How can I adjust this regex to pick only one match in an alternation phrase please. I'm using the Google Sheets REGEXEXTRACT function to collect parts of a string. I have almost all conditions covered by using alternation - except one, the one in which the source string includes more than one of the alternation matches.
A simple test example, in B1:B4 I have.
=REGEXEXTRACT(A1,"([^\d]*)\s?(?:vs|bc)")
=REGEXEXTRACT(A2,"([^\d]*)\s?(?:vs|bc)")
=REGEXEXTRACT(A3,"([^\d]*)\s?(?:bc|vs)")
=REGEXEXTRACT(A4,"([^\d]*)\s?(?:bc|vs)")
(note the inverted bc|vs alternation in B3 & B4)
In A1:A4 I have
oiu tgi vs ghj bc fgh
de nbv the vs ghj fgh
ghj YHTF bc fgh
iii iii kji bc fgh vs oiu
The results I want in B1:B4
oiu tgi
de nbv the
ghj YHTF
iii iii kji
The problem is the engine (quite correctly) matches both alternation phrases and extracts everything to the left of the last match (rightmost) in the source string.
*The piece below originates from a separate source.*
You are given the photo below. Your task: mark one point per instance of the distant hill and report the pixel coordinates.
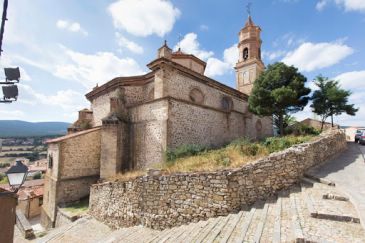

Not what I want. The various text lengths between the alternation matches is random. Is my whole approach wrong?
The results I actually get in B1:B4 are:
oiu tgi vs ghj
de nbv the
ghj YHTF
iii iii kji bc fgh
As the number of rows in the real data is many thousands I obviously want a universal regex for all variants.